The Sharjah-based gas producer, whose largest shareholder is Crescent Petroleum, said that the London Court of International Arbitration ruled in its favour that the KRG had wrongfully prevented it from developing further the Khor Mor and Chemchemal reservoirs under an agreement struck in 2007.
The Pearl Petroleum consortium, in which Dana Gas is a 35 per cent shareholder and the operator for the Khor Mor and Chemchemal project, has invested US$1.2 billion to develop Khor Mor and build infrastructure to process gas and related liquids, as well as a local power plant, which the company claims has played a major role in the local economy and has allowed significant savings over the diesel-powered electricity that preceded it.
But it says that the KRG dispute over its rights and stalled payments for delivering gas and liquids has meant that no new capital expenditure has gone into developing the project for more than four years, thus depriving it from producing at a much higher rate.

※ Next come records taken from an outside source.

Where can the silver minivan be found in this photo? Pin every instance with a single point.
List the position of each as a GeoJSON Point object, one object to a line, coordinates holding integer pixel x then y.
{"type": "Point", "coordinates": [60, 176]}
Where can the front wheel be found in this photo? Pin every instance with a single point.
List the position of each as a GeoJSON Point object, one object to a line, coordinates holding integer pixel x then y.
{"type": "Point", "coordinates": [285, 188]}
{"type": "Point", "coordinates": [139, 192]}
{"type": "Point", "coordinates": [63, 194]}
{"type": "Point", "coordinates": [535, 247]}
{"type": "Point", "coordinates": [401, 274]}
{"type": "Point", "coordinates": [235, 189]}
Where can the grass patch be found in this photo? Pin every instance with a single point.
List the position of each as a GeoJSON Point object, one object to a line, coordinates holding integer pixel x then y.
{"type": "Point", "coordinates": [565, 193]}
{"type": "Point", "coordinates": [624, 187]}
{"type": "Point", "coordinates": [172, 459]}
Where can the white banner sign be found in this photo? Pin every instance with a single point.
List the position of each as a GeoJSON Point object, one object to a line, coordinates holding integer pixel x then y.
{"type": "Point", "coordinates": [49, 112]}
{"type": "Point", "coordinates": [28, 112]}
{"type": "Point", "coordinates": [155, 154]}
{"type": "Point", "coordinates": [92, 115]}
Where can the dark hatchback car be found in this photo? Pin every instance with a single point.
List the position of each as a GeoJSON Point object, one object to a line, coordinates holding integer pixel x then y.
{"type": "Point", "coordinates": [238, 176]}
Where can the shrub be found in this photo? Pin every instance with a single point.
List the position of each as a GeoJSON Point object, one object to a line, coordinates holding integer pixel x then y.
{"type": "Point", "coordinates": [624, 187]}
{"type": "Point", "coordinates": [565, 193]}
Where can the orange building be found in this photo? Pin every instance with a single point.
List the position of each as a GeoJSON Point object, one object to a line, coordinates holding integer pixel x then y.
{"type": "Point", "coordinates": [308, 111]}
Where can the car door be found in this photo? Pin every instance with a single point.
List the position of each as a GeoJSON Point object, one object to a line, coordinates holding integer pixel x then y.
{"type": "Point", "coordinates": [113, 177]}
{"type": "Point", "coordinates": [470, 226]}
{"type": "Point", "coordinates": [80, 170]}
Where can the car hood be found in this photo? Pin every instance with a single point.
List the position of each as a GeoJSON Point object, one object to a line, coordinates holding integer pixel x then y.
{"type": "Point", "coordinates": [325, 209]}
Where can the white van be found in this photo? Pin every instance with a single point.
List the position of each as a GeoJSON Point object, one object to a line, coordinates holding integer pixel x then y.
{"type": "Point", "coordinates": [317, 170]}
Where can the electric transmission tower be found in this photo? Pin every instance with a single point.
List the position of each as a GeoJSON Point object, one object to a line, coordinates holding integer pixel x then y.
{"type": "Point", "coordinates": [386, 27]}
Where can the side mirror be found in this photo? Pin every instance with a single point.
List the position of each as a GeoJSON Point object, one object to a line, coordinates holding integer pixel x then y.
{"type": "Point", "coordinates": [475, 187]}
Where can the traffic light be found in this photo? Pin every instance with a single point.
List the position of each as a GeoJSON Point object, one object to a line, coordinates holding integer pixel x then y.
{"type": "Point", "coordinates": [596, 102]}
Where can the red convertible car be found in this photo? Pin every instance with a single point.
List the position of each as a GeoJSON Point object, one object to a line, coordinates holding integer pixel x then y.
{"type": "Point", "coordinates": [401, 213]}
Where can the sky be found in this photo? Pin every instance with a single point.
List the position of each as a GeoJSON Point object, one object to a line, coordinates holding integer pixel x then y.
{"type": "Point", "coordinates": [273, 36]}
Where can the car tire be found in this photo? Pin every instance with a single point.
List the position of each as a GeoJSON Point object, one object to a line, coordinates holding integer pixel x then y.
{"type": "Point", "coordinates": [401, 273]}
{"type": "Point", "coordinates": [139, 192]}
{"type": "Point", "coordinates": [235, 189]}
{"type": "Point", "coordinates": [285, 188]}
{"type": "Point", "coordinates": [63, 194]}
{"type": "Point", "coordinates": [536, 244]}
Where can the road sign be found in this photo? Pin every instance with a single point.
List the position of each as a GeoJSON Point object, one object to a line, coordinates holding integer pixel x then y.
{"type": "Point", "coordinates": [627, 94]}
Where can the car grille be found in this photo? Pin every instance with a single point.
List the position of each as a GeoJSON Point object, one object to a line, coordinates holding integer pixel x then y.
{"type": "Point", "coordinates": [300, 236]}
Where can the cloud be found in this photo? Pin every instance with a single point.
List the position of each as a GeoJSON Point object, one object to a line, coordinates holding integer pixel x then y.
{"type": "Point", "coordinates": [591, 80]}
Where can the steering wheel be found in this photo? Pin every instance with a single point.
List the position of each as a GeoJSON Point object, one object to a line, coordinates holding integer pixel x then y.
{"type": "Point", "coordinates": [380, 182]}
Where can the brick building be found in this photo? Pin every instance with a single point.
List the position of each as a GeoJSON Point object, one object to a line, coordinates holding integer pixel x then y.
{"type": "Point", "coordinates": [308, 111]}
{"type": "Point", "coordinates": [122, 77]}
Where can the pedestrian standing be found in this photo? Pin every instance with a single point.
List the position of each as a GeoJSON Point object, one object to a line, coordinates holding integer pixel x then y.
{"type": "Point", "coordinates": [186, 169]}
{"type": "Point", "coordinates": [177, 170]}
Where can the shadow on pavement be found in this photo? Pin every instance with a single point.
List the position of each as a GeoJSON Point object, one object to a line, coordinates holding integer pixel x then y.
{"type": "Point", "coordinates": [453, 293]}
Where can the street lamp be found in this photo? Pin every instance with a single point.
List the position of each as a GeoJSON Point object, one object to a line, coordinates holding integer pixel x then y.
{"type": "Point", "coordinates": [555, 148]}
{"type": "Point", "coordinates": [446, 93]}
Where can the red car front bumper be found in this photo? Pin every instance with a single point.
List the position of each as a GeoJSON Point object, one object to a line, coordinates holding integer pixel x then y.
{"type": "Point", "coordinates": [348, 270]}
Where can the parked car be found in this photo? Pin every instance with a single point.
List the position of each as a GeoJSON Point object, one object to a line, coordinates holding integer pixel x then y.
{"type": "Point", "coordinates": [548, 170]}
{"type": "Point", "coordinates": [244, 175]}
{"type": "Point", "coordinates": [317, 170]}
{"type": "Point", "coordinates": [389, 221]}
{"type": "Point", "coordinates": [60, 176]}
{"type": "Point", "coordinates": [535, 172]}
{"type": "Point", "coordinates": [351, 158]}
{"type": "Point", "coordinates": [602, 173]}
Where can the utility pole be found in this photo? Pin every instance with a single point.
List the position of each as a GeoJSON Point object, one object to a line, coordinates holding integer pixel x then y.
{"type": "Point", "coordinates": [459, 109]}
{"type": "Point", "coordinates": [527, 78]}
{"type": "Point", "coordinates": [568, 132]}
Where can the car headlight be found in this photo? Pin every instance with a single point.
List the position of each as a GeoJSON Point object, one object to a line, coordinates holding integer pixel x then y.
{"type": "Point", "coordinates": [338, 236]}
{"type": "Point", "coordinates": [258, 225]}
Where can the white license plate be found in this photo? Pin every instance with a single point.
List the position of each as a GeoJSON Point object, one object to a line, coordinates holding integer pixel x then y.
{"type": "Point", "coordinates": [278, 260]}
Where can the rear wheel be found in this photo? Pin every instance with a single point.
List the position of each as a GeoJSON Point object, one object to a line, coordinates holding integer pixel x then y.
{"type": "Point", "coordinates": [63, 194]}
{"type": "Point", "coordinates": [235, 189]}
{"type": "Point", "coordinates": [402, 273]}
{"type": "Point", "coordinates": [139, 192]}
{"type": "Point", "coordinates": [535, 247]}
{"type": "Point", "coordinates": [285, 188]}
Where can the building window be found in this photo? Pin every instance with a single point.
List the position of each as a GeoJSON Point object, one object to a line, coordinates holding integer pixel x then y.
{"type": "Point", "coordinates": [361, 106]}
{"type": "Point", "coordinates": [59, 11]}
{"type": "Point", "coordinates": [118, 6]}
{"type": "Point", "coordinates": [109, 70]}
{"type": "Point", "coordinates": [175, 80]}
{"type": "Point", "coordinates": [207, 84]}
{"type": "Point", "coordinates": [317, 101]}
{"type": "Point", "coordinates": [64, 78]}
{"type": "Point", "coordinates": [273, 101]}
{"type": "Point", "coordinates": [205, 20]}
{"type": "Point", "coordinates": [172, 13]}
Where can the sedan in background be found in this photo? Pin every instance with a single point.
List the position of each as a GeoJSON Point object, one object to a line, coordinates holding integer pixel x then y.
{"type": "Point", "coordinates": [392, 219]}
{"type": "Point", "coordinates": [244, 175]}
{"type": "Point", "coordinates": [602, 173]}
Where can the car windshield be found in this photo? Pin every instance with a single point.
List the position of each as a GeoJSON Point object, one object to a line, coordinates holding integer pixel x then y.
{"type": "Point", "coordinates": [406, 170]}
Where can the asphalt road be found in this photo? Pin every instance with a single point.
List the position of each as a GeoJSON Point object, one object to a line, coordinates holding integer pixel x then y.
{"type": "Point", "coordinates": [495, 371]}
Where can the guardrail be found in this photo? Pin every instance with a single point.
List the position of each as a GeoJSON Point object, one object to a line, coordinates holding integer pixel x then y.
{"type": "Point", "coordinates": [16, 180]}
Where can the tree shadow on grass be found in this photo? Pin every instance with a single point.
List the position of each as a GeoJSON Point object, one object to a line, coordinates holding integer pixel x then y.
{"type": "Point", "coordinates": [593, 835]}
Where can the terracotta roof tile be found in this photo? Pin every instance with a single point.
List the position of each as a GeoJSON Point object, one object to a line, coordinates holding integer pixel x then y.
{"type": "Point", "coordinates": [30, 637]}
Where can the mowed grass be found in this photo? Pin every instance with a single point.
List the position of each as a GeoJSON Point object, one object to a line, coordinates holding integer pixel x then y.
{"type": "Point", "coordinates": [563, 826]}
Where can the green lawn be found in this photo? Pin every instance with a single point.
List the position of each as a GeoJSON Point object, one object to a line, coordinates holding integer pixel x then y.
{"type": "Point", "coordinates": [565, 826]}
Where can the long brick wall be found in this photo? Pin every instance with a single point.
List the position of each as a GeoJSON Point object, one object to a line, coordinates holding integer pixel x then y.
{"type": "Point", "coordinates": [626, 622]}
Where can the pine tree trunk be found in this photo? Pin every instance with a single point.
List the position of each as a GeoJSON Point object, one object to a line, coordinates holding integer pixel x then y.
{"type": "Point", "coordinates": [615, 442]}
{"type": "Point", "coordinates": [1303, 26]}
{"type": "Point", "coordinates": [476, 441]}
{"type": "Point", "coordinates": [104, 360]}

The Pearl consortium has already won a ruling confirming its contractual rights to exclusively develop the assets and actual damages for payment arrears totalling $1.96bn.
In relation to that ruling in late 2015, the court ordered the KRG to pay $100 million within 30 days, although the parties subsequently worked out a payment schedule that resulted in $50m being paid by the end of last year.
In the new ruling, the court ordered the KRG to make an additional payment of just above $121m plus interest, calculated at the London interbank offered rate (Libor), plus 2 per cent compounding, for monies owed on delivery of liquids in the nine months to the end of last March.
Dana Gas says the parties have not yet worked out an arrangement to cover that payment.
The court is now expected to set damages for its latest ruling in the third quarter this year. While the previous ruling was for actual damages for money owed on specified deliveries, the latest claim – for which the Pearl consortium is seeking $17bn – is more in the nature of punitive damages and will require the court to make a judgment about foregone earnings.
Even after damages the Pearl consortium would then have to pursue an arduous process of enforcement to recover the money, although Dana Gas has repeatedly stressed that it wants to be able to reach a negotiated settlement.
Other Pearl consortium members include Crescent Petroleum, also with 35 per cent, the Austrian oil company OMV, with 10 per cent, and the German utility RWE, with 10 per cent.
As of the end of last year, Dana Gas said its arrears owed by the KRG totalled $713m, which included its share of damages awarded so far.
Dana Gas shares closed up 6.8 per cent at 50 fils in Abu Dhabi on Tuesday.